Soruyorum,1. hak yaşam hakkı değil midir?
Ve son olarak, o hayallerinin kentinde yatmaktadır şimdi... Kendi ülkesinde, kendini ait hissettiği yerde...
Bırakalım rahat uyusun, rahatsız etmeyelim, zira ölülere saygı esastır....
Dedikodu ve çekiştirme sözcüğünün TÜRK DİL KURUMU SÖZLÜKLERİNDE ne anlama geldiğini okuyun, araştırın ondan sonra yazın. Herkes düşüncelerini özgürce dile getirebilir öyle değil mi?
Bende Nazımla ilgili düşüncelerimi, kaynak göstererek yayınladım. Asıl sizin canınızı sıkan nedir? Alparslan TÜRKEŞ' in ve temsil ettiği fikriyatın sözlerini referans kabul ediyorsanız, merhum İlhan DARENDELİOĞLU' nun NAZIM HİKMET VATAN HAİNİ Mİ, VATAN ŞAİRİ Mİ adlı eserini okumanızı öneririm.
Sizin gibi düşünmek zorunda olmadığım gibi, düşüncelerimi her platformda özgürce dile getirme hakkına sahibim.
yitiksevdalar tarafından 1.9.2021 11:18:35 zamanında düzenlenmiştir.
1-Çocuklar cinsel gelişim süreçlerinde anne ve babalarına duydukları hayranlık doğrultusunda genelde aşık olurlar ki normal karşılanır. Bunu ansiklopedi karıştırarak öğrenebilirsiniz ensestiyle zerre kadar ilgisi yoktur. Kız çocuk babaya erkek çocuk anneye düşkün olur sözü de bundan beslenerek söylenmiştir.
2-Anadolu gibi çok uluslu ve köklü tarihe sahip coğrafyada kurulan devletlerin halklarını antropolojik tek bir milliyetin çatısı altında toplayamayacağınız gibi aradaki dini karışımları da engelleyemezsiniz.
3-"Burjuva" sözcüğü küfür değildir. Sözlüğe bakabilirsiniz. Mustafa Suphi olayı da burada anlatılamayacak kadar uzun bir konu; kaldı ki çekiştirme-dedikodu mantığıyla yazan birine izahı yapılabilir mi bilmiyorum.

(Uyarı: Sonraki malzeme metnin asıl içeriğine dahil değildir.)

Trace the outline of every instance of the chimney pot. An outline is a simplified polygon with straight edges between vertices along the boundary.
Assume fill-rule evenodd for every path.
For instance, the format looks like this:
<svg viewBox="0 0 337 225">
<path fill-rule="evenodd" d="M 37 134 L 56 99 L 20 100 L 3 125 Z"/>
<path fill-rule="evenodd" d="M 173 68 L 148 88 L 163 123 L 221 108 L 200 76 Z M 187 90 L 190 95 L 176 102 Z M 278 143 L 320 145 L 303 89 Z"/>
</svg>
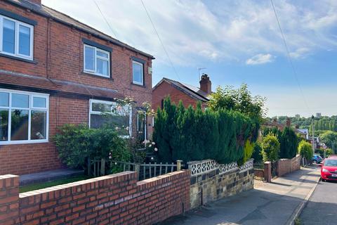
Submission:
<svg viewBox="0 0 337 225">
<path fill-rule="evenodd" d="M 212 93 L 212 82 L 209 79 L 209 77 L 206 74 L 203 74 L 201 75 L 201 79 L 199 82 L 200 83 L 200 89 L 206 93 L 207 94 L 210 94 Z"/>
</svg>

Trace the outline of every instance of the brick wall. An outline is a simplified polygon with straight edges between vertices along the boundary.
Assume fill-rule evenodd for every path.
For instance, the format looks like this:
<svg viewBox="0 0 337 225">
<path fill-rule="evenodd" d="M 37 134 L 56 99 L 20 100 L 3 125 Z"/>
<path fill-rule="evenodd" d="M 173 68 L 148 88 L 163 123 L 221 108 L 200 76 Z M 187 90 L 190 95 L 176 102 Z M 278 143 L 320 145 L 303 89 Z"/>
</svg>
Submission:
<svg viewBox="0 0 337 225">
<path fill-rule="evenodd" d="M 300 169 L 300 155 L 292 159 L 280 159 L 277 161 L 277 176 L 283 176 Z"/>
<path fill-rule="evenodd" d="M 138 182 L 136 177 L 125 172 L 21 193 L 13 216 L 20 214 L 22 225 L 152 224 L 190 209 L 190 171 Z M 3 189 L 8 193 L 18 186 L 18 181 Z M 0 209 L 15 207 L 17 192 L 13 198 L 13 203 L 0 200 Z"/>
<path fill-rule="evenodd" d="M 32 10 L 15 6 L 6 1 L 0 1 L 0 8 L 37 22 L 34 28 L 34 62 L 27 63 L 0 56 L 1 70 L 114 89 L 125 96 L 133 98 L 137 106 L 141 106 L 145 101 L 152 102 L 152 75 L 147 72 L 148 68 L 152 67 L 150 58 L 50 20 Z M 111 78 L 83 72 L 82 38 L 112 49 Z M 131 56 L 146 62 L 144 66 L 145 85 L 143 86 L 132 84 Z M 52 95 L 49 108 L 50 140 L 55 134 L 56 127 L 65 123 L 88 124 L 88 97 L 76 98 Z M 151 122 L 152 118 L 148 118 L 149 136 L 152 133 L 152 127 L 148 126 Z M 135 134 L 136 117 L 133 121 L 133 131 Z M 51 141 L 0 146 L 0 174 L 23 174 L 61 167 L 57 151 Z"/>
<path fill-rule="evenodd" d="M 197 106 L 197 100 L 177 89 L 170 84 L 164 82 L 152 91 L 152 108 L 154 109 L 157 109 L 158 107 L 160 108 L 161 106 L 161 100 L 168 96 L 171 97 L 171 101 L 176 105 L 181 100 L 183 105 L 185 108 L 190 105 L 194 108 Z"/>
<path fill-rule="evenodd" d="M 19 223 L 19 176 L 0 176 L 0 224 Z"/>
</svg>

4-Nazım'ı büyük kılan komünistliği ya da stalinistliği değil şairliğidir, sanatçılığıdır. Zira katıldığı son kurultayda Alparslan TÜRKEŞ onun bir şiirini okumuştur.
Nazım'la ilgili nedir canınızı bu kadar sıkan da onun dedikodusunu yapma ihtiyacı hissettiniz bilmiyorum ama yazdıklarınız onun sanatçılığına gölge düşürmüyor.
chaotica tarafından 1/17/2009 5:37:38 PM zamanında düzenlenmiştir.